For class Monday (October 26), you must read both “Does Your iPod Really Play Favorites?” and the corresponding “Reviving the Negative Hypergeometric Model.” These are articles from The American Statistician, which is a peer-reviewed journal published by the American Statistical Association.

 

Note: As Yannan mentioned in class, computers are incapable of creating true “random” numbers. For the purposes of our discussion, though, consider the iPod-shuffle software “random enough.” The big issues center around misconceptions of randomness and the ability to model randomness with probability distributions.

 

General Discussion Guidelines

When reading articles for class discussion, I expect you to dig in, take notes (which you can easily reference in class), ask questions, and think carefully about the information presented. It’s a good idea to read the article twice—once to get the big-picture idea(s) and another time to ensure you understand the details. (Note—you should think hard, on your own or with classmates, about how to answer any questions you have. If you’re still left wondering, then your question is a good one to raise in class discussion.)

 

Specific Guidelines for this Particular Discussion

For this specific assignment the following questions/issues should be addressed (and other issues can be addressed, too):

·         In what ways to people typically mis-conceive of randomness? (You can bring in additional points not mentioned in the paper.)

 

·         Consider the Miller & Fridell paper:

o   Summarize the relationship between the four discrete distributions mentioned in the paper.
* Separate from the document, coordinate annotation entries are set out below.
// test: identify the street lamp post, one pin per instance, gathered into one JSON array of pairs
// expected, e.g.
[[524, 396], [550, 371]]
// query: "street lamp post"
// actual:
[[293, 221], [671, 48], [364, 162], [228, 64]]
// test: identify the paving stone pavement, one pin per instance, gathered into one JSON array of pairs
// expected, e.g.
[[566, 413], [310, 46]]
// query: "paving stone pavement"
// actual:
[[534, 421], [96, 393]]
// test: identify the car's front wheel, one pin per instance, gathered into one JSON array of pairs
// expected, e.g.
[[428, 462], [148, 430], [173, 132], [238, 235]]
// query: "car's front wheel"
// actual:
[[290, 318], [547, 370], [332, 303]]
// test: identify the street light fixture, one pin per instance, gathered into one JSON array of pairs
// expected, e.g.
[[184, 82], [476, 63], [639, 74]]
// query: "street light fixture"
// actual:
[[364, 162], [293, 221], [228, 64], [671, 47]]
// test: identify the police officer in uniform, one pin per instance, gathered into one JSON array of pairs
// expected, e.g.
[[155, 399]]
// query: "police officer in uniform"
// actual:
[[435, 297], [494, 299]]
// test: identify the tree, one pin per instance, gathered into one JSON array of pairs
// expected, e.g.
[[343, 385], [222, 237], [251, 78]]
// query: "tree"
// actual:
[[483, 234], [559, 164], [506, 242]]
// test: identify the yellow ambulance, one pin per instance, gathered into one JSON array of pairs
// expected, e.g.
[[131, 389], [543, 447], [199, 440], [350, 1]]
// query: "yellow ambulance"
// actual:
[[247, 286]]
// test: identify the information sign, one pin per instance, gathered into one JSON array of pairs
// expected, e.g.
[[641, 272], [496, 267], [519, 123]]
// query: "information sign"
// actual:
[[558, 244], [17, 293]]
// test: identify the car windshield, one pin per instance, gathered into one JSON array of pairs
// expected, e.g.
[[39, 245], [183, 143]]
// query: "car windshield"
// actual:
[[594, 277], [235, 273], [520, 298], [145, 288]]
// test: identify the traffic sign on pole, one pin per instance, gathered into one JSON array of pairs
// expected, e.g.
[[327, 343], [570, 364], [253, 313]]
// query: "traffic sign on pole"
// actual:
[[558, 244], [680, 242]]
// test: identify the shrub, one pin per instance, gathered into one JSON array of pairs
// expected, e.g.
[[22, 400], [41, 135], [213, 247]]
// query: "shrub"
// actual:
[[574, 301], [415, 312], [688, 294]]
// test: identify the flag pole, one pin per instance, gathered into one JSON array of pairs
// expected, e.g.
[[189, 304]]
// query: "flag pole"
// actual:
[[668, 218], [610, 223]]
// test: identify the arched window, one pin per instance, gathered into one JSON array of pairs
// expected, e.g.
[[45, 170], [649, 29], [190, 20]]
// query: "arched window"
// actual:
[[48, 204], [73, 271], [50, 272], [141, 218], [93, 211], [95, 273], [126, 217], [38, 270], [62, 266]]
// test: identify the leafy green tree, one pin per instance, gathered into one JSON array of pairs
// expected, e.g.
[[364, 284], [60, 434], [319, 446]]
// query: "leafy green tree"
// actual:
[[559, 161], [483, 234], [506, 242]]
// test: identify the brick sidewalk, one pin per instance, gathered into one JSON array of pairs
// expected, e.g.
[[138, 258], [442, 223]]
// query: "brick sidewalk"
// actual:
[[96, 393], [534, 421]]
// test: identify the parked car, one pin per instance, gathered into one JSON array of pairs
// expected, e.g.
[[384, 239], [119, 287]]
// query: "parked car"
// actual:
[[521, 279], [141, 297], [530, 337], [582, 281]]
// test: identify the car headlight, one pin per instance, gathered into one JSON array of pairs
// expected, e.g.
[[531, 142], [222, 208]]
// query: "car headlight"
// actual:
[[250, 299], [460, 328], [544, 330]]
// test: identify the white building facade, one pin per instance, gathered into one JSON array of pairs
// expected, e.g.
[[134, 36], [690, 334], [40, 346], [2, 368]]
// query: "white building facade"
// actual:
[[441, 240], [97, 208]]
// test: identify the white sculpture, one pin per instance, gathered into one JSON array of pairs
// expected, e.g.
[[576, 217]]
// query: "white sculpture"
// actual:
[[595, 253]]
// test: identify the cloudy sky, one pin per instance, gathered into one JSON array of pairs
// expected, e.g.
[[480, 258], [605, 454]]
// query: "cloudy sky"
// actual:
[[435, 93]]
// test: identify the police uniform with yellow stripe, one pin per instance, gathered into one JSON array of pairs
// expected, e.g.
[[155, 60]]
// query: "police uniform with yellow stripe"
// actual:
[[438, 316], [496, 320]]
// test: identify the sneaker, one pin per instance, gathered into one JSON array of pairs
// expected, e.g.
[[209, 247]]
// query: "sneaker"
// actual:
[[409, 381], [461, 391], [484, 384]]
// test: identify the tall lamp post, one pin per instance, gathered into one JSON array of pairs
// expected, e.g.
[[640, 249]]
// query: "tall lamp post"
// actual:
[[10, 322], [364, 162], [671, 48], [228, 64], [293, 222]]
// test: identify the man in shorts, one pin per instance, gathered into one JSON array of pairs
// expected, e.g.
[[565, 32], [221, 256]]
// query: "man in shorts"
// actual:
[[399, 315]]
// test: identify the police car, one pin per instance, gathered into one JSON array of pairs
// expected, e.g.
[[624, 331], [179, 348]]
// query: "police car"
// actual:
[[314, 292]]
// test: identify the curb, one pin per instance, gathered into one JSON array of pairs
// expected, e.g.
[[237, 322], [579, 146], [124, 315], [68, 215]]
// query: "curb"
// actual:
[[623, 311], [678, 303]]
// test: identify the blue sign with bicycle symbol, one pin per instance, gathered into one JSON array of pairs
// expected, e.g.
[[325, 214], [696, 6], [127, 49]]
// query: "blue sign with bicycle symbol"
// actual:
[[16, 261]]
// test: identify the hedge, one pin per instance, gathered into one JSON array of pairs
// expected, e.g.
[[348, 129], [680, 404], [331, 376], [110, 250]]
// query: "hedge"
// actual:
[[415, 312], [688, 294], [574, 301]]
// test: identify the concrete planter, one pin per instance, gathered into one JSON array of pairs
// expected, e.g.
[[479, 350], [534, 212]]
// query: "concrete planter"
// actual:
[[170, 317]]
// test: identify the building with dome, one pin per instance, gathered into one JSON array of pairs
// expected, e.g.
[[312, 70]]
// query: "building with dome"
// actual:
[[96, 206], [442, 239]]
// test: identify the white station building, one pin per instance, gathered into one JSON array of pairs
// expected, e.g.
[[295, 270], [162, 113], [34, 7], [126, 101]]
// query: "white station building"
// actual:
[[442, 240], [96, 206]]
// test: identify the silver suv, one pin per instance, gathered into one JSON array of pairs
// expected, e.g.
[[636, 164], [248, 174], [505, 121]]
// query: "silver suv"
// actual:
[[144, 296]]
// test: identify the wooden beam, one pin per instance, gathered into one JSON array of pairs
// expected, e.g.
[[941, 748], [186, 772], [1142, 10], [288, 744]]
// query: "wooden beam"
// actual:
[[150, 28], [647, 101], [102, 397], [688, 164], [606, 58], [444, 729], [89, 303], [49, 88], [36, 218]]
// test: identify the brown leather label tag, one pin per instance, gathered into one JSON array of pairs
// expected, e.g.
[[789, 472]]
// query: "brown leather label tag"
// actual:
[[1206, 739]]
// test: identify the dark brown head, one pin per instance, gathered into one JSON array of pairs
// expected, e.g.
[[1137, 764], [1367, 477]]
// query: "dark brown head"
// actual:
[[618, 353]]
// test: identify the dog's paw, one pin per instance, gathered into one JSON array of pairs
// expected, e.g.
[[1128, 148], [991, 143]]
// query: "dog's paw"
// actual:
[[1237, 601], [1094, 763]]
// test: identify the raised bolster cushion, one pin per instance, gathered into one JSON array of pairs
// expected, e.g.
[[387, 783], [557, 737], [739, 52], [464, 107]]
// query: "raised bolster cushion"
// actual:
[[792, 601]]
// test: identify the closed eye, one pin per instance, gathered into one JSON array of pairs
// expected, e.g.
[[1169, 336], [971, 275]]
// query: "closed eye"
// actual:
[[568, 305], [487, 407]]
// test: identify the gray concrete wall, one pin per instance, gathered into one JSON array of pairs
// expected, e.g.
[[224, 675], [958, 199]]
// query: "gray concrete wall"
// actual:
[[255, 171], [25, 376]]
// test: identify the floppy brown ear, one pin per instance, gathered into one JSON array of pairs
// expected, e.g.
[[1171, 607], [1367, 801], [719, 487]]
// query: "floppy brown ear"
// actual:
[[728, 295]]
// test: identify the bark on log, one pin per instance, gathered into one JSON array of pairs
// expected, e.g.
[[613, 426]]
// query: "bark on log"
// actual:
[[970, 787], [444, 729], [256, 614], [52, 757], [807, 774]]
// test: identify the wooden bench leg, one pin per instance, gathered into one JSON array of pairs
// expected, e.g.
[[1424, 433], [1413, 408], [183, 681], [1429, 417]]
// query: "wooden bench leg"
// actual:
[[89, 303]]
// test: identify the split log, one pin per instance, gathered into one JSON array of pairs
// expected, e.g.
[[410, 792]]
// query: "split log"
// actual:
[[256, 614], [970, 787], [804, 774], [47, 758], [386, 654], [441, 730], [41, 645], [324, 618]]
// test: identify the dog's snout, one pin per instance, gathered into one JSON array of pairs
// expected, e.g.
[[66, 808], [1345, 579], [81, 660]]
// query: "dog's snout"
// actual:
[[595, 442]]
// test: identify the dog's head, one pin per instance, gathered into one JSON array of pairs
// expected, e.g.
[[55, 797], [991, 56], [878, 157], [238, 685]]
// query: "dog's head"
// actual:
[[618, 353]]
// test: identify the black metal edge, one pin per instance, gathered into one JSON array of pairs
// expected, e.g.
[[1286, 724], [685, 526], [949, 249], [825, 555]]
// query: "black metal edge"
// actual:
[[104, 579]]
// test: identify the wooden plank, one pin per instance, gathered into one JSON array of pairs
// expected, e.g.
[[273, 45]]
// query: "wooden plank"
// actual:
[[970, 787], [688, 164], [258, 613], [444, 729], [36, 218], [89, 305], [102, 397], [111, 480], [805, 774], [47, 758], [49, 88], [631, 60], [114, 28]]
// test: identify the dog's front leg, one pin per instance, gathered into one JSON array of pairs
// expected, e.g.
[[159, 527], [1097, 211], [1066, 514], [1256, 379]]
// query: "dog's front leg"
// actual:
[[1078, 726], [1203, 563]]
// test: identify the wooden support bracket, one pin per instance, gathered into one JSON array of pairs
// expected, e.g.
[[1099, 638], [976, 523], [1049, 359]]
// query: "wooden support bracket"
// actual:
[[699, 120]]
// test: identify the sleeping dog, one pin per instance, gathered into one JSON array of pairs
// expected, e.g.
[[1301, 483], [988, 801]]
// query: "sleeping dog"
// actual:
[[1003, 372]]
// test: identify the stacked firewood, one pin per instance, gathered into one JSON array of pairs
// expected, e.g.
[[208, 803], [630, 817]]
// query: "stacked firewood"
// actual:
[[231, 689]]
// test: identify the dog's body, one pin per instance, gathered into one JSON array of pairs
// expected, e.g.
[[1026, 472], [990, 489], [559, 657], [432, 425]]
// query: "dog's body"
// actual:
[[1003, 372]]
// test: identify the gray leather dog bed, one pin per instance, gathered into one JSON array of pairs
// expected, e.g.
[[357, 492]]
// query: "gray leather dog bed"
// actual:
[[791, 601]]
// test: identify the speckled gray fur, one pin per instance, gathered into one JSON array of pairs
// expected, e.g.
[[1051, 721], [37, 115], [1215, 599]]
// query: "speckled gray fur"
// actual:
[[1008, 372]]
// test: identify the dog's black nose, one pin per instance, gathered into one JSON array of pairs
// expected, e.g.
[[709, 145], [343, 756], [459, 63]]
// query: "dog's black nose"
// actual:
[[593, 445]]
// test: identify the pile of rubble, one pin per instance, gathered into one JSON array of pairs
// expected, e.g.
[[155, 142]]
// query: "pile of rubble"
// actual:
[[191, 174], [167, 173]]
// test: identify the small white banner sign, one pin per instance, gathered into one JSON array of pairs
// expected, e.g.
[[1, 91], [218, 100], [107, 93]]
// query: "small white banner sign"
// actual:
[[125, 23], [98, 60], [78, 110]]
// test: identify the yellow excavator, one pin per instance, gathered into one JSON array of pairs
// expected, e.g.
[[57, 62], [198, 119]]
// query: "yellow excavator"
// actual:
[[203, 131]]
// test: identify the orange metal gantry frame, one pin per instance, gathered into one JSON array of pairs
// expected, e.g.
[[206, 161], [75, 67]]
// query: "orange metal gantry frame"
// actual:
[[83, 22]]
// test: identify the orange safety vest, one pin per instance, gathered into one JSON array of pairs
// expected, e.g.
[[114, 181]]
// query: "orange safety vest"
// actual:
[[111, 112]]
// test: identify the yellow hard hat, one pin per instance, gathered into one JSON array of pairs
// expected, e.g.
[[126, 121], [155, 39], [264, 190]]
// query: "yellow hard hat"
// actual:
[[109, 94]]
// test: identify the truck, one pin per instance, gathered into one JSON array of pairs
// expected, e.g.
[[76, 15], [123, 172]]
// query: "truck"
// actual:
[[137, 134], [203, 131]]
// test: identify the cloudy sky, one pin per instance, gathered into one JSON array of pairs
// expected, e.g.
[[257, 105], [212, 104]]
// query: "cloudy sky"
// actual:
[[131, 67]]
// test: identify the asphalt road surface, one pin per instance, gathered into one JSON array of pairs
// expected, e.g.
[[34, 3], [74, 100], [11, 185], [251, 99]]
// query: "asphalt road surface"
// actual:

o   Show how the first equality (in regard to P(X = x)) on p. 348 simplifies to the second equality.

o   Provide a practical example of the Negative Hypergeometric distribution (either from the paper or from your own creative mind).

 

·         Back to the Froehlich, Duckworth, & Culhane paper:

o   Section 3.1

§  Verify that T, the minimum number of songs until the ith artist is played, has a negative hypergeometric distribution.

§  How do probability calculations from this model refute a claim by Levy?

 

o   Section 3.2

§  Why do the probability-model calculations alone not refute the claim by Levy? What do the authors speculate might be an explanation?

 

o   Section 3.3

§  How is the Levy claim of three-songs-from-the-same-album on the autofill related to the “birthday problem”?

§  Can you clearly explain the simplified model presented by the authors? How does this simplified model refute Levy’s claim?

 

o   Section 3.4

§  Verify that S, the number of shuffles required until a particular song is played in the first n songs, has a geometric distribution. How does the geometric model refute Levy’s specific claim?

 

·         Here’s a quick explanation of significance testing… There are two hypotheses (the null hypothesis, which is a statement of “status quo,” and the alternative hypothesis). In this situation, the null hypothesis is that the iPod actually shuffles randomly. In a significance test we collect data and see how much evidence we have against the null hypothesis (against random shuffling). This particular test uses a chi-square goodness-of-fit test, comparing actual observations with what we expect if the shuffling is indeed random. Large deviations between observed and expected would suggest the iPod is not randomly shuffling. The p-value is the probability of getting the observed data under the assumption of random shuffling. So large p-values provide no evidence against random shuffling, while small p-values provide evidence against random shuffling.

 

o   Now, based on that brief explanation, how do the significance tests in Section 4 refute a claim by Levy? (You might need to lean on the students in class who have already studied significance testing.)

 

·         What lingering questions do you have about the articles? Also, did you find any part of the articles especially interesting?